[
https://issues.apache.org/jira/browse/NUTCH-1098?page=com.atlassian.jira.plugin.system.issuetabpanels:comment-tabpanel&focusedCommentId=13142291#comment-13142291
]
Ferdy Galema commented on NUTCH-1098:
-------------------------------------
@Markus/Radim
I certainly do not want to nitpick about patches, but I think feedback about
unnecessary changes or malformed patches should be given. Of course when
applying the patch you could simply ignore or correct them, but in the end
higher quality patches benefit all of us. It just makes the process of
reviewing/editing/committing a lot easier.
@Radim
Do you agree that "better url-normalizer basic" is perhaps overly broad? I can
probably think of tens of other improvements that fall under the scope of a
better basic urlnormalizer. Discussing / managing them in separate issues is
much more efficient than cramming them all into a single one.

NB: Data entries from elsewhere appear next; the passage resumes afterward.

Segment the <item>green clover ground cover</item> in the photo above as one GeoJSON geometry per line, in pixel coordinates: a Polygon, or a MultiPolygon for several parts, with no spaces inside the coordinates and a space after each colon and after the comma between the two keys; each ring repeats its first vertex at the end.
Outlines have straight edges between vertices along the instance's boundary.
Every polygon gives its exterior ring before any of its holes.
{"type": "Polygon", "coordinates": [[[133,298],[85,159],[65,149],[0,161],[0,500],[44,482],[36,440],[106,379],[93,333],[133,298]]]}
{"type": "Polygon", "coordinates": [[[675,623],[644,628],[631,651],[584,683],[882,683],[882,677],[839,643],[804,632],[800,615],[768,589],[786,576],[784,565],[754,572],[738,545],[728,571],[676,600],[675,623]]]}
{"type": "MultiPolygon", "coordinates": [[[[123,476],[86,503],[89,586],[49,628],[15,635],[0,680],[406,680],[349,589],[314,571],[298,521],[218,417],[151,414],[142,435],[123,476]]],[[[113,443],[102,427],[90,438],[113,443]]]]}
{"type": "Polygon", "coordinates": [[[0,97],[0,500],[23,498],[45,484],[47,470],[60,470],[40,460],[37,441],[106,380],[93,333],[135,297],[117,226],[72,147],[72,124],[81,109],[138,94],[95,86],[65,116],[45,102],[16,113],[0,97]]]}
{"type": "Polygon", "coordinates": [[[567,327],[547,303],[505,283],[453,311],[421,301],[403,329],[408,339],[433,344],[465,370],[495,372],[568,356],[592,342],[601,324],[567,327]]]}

Anyway this is not to undermine the effort of course. Keep up the good work!
(And feel free to disagree)
Cheers!
> better url-normalizer basic
> ---------------------------
>
> Key: NUTCH-1098
> URL: https://issues.apache.org/jira/browse/NUTCH-1098
> Project: Nutch
> Issue Type: Improvement
> Components: fetcher
> Affects Versions: 1.3
> Environment: Any
> Reporter: Radim Kolar
> Assignee: Markus Jelsma
> Labels: encoding, url
> Fix For: 1.5
>
> Attachments: patch-urlnormalizer.diff
>
> Original Estimate: 4h
> Remaining Estimate: 4h
>
> Basic URL normalizer lacks 2 important features
> Encode space in URL into %20 to unbreak httpclient and possibly others who do
> not expect space inside URL
> Ability to decode %33 encoding in URL. This is important for avoiding
> duplicates
--
This message is automatically generated by JIRA.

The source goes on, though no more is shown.